Dr Mary Louise Pratt FBA
- Fellow type
- International Fellow
- Year elected
- 2026
Summary
Born and raised in English Canada, Professor Pratt studied Modern Languages and Literatures at the University of Toronto, working in French, Spanish, English and Portuguese. She completed an MA in Linguistics at the University of Illinois, specialising in Bantu linguistics.
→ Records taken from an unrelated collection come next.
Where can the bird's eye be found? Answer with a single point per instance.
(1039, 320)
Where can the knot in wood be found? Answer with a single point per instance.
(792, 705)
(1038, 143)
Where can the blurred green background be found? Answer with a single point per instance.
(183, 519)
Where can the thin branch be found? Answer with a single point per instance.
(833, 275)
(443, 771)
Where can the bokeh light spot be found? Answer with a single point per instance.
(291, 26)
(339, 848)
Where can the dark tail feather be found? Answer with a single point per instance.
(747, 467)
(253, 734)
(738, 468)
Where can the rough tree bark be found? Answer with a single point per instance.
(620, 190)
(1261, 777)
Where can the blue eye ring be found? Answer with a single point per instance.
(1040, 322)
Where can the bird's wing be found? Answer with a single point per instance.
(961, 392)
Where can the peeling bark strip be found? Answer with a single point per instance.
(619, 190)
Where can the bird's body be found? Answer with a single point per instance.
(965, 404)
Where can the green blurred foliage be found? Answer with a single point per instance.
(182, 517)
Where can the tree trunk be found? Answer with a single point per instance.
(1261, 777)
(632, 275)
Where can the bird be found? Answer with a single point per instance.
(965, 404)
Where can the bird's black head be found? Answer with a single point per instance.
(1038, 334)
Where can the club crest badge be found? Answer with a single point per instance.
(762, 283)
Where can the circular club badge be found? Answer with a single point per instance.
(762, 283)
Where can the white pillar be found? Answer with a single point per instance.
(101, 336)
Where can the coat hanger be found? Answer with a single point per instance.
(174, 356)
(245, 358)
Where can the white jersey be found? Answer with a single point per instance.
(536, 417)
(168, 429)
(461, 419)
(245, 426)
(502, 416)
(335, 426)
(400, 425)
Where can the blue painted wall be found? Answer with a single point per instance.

Returning to literary studies, she completed a doctorate in Comparative Literature at Stanford University (1975), emphasising Modern Latin American literature and literary theory. Her thesis 'Toward a Speech Act Theory of Literary Discourse', became her first book (1977). In 1976, she joined the faculty at Stanford, in the Departments of Spanish and Portuguese, and Comparative Literature. With Elizabeth Traugott she co-authored 'Linguistics for Students of Literature' (1980), still widely used. She co-founded the Seminar on Feminism and Culture in Latin America, a research group that pioneered the study of Latin American women writers.
In 2002 she moved to New York University, where she co-founded the Department of Social and Cultural Analysis. Pratt’s ground-breaking book, 'Imperial Eyes: Travel Writing and Transculturation' first appeared in 1992, with a second edition in 2007.
Translated into Spanish Portuguese, Korean, Chinese, and Polish, it continues to be required reading in postcolonial studies. It shows how European travel writing represented and legitimated the imperial enterprise in the imaginations of European reading publics, creating what has been called the domestic subjects of imperial expansion.
Methodologically, the book introduced the concept of the “contact zone,” arguing that empire needed to be studied not from imperial centers, but at the sites of contact on imperial frontiers. Pratt’s work on Latin American Literature was collected in 'Los imaginarios planetarios' (2019).
Her current work on environmental aesthetics, ecological thought, and global indigeneity forms her most recent book, 'Planetary Longings' (2022). Pratt is a member of the American Academy of Arts and Sciences, and former president of the Modern Language Association.